Initially, he was very pro-Russian in policy, as he had been instructed when returning to Bessarabia. Motivated by the October Revolution, which overthrew Kerensky and the economic realities in Bessarabia, his views shifted, and he became a defender of Bessarabia's independence. He then started consistently promoting the national interests of Bessarabia.
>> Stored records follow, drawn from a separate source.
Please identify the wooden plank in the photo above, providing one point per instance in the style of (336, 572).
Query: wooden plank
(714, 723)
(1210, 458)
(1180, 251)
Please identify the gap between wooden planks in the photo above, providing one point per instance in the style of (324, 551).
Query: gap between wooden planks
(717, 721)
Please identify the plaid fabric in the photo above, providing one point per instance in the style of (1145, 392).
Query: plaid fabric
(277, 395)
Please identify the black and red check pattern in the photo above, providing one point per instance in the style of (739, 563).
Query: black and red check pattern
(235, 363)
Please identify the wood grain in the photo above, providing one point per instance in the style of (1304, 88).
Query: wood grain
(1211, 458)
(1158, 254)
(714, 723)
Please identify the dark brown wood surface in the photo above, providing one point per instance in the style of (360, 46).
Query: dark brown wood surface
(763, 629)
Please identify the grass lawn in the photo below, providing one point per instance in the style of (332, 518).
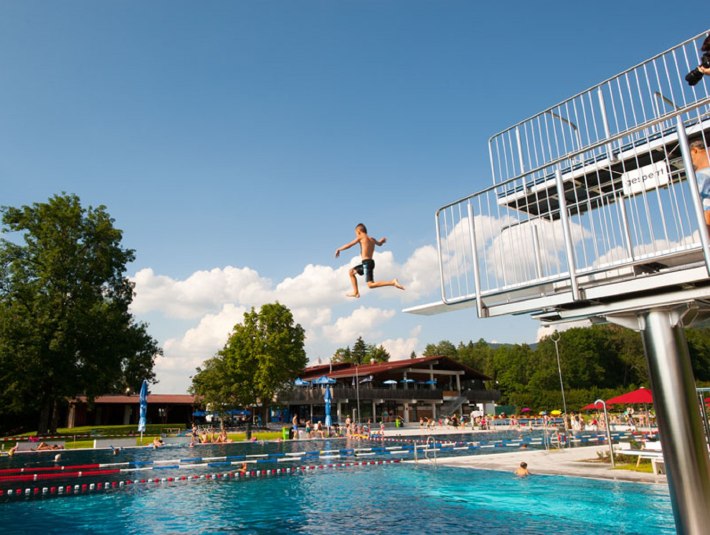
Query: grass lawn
(76, 438)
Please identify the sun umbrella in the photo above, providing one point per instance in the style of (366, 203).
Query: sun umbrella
(328, 398)
(642, 395)
(324, 380)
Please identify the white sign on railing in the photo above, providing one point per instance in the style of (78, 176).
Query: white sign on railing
(648, 177)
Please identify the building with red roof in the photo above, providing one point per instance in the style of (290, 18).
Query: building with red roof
(410, 389)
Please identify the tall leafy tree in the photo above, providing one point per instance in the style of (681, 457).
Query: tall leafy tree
(261, 355)
(65, 327)
(361, 353)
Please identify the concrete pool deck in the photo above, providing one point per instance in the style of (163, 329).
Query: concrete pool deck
(577, 461)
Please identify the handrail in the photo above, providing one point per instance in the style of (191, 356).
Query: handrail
(572, 155)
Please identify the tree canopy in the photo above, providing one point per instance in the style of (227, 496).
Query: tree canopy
(262, 354)
(65, 327)
(361, 353)
(596, 362)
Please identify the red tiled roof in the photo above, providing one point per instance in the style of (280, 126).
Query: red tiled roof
(392, 366)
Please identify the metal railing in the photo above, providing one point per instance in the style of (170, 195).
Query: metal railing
(583, 224)
(584, 124)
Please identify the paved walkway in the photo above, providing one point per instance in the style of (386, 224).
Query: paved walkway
(580, 462)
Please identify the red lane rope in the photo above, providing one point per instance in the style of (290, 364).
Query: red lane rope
(57, 475)
(66, 490)
(10, 471)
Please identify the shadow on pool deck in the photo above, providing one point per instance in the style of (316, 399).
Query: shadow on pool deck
(579, 462)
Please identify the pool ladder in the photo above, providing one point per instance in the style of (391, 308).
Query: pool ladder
(432, 441)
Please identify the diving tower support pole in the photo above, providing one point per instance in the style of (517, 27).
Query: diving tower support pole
(685, 450)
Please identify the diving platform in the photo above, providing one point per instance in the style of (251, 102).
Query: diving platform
(591, 200)
(595, 213)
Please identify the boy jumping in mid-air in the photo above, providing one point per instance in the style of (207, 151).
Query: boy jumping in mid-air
(367, 267)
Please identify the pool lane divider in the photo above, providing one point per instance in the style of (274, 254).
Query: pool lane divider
(91, 488)
(10, 475)
(68, 471)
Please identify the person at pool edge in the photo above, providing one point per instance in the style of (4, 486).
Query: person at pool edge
(701, 164)
(522, 470)
(367, 267)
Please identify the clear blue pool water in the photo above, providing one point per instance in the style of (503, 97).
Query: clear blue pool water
(395, 499)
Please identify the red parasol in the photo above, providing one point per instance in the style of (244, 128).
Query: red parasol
(642, 395)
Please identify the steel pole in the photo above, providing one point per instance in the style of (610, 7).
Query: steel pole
(685, 452)
(608, 431)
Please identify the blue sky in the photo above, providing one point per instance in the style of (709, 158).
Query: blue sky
(238, 143)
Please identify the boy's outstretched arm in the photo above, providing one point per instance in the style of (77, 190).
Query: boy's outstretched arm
(344, 247)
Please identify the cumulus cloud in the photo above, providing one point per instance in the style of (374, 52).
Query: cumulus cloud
(215, 300)
(401, 348)
(362, 322)
(202, 341)
(202, 292)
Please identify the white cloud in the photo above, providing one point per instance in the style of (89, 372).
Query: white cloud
(202, 292)
(363, 322)
(401, 348)
(421, 272)
(202, 341)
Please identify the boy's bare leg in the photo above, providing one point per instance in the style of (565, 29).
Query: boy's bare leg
(393, 282)
(353, 281)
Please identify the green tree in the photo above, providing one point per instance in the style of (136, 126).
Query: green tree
(342, 355)
(65, 327)
(442, 349)
(361, 353)
(262, 354)
(378, 354)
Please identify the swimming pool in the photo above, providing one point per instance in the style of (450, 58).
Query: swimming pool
(400, 498)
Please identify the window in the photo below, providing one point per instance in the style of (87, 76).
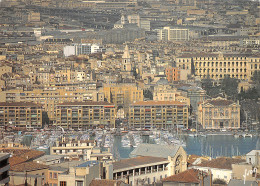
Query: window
(55, 175)
(63, 183)
(79, 183)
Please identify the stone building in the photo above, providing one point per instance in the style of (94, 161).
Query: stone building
(219, 113)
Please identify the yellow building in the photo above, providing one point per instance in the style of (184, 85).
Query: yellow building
(217, 66)
(122, 95)
(82, 115)
(168, 93)
(219, 113)
(49, 98)
(72, 147)
(20, 114)
(159, 114)
(5, 69)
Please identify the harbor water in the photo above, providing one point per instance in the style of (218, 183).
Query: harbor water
(212, 145)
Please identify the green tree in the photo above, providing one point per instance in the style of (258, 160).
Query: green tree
(229, 86)
(148, 94)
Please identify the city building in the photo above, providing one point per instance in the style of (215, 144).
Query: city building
(81, 174)
(81, 49)
(72, 147)
(122, 95)
(188, 177)
(143, 168)
(217, 66)
(165, 92)
(195, 94)
(220, 168)
(50, 97)
(158, 114)
(219, 113)
(172, 74)
(82, 115)
(173, 34)
(4, 169)
(50, 159)
(20, 114)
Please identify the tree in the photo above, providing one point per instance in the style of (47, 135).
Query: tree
(212, 90)
(148, 94)
(219, 181)
(229, 86)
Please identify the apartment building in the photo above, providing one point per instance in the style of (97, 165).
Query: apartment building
(20, 114)
(172, 74)
(50, 97)
(159, 114)
(122, 95)
(173, 34)
(4, 168)
(82, 48)
(72, 147)
(217, 66)
(150, 164)
(82, 115)
(219, 113)
(168, 93)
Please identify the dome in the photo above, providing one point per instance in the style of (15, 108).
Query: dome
(162, 81)
(110, 51)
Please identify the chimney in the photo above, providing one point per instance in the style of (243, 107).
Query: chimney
(210, 177)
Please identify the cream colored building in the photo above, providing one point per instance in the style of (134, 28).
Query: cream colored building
(72, 147)
(168, 93)
(80, 175)
(20, 114)
(82, 115)
(122, 95)
(219, 113)
(50, 97)
(217, 66)
(159, 114)
(150, 164)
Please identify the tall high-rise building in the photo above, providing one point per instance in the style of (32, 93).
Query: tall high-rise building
(79, 49)
(173, 34)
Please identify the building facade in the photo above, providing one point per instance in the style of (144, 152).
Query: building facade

===President of the Moldavian Democratic Republic===
On 2 December 1917, after a series of nationalist debates, Pan Halippa drafted and read the Țării's proclamation by which Bessarabia became the Moldavian Democratic Republic. Immediately afterwards Inculeț was announced as the country's president, leading to the Governor of Bessarabia, Constantin Mimi, resigning from his post and retiring to his estate. In late December, amid the risk of destabilization due to six Bolshevik committees operating alongside the Board of Directors, a secret meeting was held by the Țării on 14 December authorizing external intervention in order to restore order. Inculeț and Pantelimon Erhan, his prime minister, negotiated with the Odessa Military District due to control over military commands being fragmented as some officers were loyal to the Provisional Government, requesting two Cossack divisions. At the same time, Ion Pelivan sought military aid from a leader of the White Movement (which was the anti-Bolshevik side during the Russian Civil War), Dmitry Shcherbachev, in Iași. This was the moment that the Romanian government got approval from the Allies of World War I to send organized troops to support the recognized authorities. Meanwhile, he and Erhan publicly pretended to opposite the intervention of the Romanians after they were summoned by an ad hoc tribunal.
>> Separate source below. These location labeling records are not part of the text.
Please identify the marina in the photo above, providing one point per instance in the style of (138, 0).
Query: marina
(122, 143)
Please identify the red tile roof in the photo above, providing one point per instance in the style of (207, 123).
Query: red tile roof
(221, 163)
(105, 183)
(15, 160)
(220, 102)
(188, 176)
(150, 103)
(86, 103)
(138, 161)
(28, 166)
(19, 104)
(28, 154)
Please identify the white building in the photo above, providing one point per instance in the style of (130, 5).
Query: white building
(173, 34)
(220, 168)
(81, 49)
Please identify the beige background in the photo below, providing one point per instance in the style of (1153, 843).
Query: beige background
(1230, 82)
In January 1918, a dual authority emerged in the Republic, despite him being president. One fraction was loyal to the pro-Romanian side, the Țării, and one fraction was loyal to the Bolsheviks, called the Frontotdel. The Frontotdel began disrupting supply lines to Romania and looting warehouses, and attempted to expel the Țării and arrest them. Under pressure from the Frontotdel, on 6 January 1918, he was forced, alongside Erhan, to send a telegram to Iasi requesting that the Romanian Army be withdrawn from Bessarabia. It was, however, ignored by the Romanian government. On 10 January, Romanian forces crossed the Prut, and on the following day the Frontotdel retreated, ending their brief control of Chișinău. The tribunal investigators who had summoned the ad hoc tribunal fled. The following day, he met with General Ernest Broșteanu in Călărași to discuss the intentions of the Romanian troops, where he requested a 24-hour delay before the Romanians entered and got hold of Chișinău, but he then reported the details to Frontotdel, likely to protect himself. Following this, he faced criticism from the Bolsheviks (who accused him of being bourgeois and counter-revolutionary) and the right-wing landowners led by Pantelimon Sinadino (as they accused him of passing laws inspired by Lenin and Trotsky, mostly because of his agrarian reform).
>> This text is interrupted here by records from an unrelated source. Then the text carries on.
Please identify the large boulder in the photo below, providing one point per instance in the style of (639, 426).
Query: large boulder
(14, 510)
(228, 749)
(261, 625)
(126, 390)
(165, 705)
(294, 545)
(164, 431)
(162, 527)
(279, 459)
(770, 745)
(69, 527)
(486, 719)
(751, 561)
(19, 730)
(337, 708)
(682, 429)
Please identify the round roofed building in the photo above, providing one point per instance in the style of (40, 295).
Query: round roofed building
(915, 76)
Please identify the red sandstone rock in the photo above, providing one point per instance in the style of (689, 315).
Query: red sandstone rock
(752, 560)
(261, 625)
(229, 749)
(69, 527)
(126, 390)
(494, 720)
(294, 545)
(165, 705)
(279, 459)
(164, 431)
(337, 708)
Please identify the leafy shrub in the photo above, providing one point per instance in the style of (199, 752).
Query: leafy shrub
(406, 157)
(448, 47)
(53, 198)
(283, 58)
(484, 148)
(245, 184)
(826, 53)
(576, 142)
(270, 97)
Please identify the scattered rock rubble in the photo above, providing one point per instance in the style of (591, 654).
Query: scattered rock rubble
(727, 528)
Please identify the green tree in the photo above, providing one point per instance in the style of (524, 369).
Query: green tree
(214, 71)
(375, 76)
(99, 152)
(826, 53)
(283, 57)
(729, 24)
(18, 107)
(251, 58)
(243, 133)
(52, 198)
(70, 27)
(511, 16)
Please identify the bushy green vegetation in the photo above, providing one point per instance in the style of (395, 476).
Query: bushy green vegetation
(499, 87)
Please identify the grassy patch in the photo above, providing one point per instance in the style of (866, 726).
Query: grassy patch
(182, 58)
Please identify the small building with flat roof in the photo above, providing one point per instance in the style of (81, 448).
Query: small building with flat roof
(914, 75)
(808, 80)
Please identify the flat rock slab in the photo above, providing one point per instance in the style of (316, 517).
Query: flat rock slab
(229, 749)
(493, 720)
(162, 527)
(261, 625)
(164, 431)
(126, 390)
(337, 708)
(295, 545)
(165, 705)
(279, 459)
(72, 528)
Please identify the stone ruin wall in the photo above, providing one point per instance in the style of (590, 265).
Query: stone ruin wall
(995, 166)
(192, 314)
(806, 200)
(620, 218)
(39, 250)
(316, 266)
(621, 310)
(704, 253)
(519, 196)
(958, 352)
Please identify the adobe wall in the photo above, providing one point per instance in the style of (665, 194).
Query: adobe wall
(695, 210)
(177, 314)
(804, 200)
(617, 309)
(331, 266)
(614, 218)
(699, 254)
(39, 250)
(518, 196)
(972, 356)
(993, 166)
On 24 January, the Country Council formally proclaimed the independence of Bessarabia with the majority of votes against Russia. On 22 March, the Council of Ministers convened for a session. The session was to discuss the Romanian government's stance on the union of Bessarabia with Romania. A decision was eventually made during the afternoon that the officials present would travel to Chișinău to speak with the Romanian government. The following day, 23 March, he met with the French ambassador, Charles de Beaupoil, comte de Saint-Aulaire, who was also the Ambassador to Romania. Saint-Aulaire agreed that the union should take place and asked him to make it go by as fast as possible. On that same day, the Council of Ministers made a recommendation that the issue of the union of Bessarabia with Romania be sent to the Țării. Subsequently, he departed to Chișinău alongside Daniel Ciuguraenu to speak with the representatives there. He arrived there for the conference on 26 March to meet, along with then Prime Minister of Romania, Alexandru Marghiloman, to prepare for the vote on approving the Union of Bessarabia with Romania.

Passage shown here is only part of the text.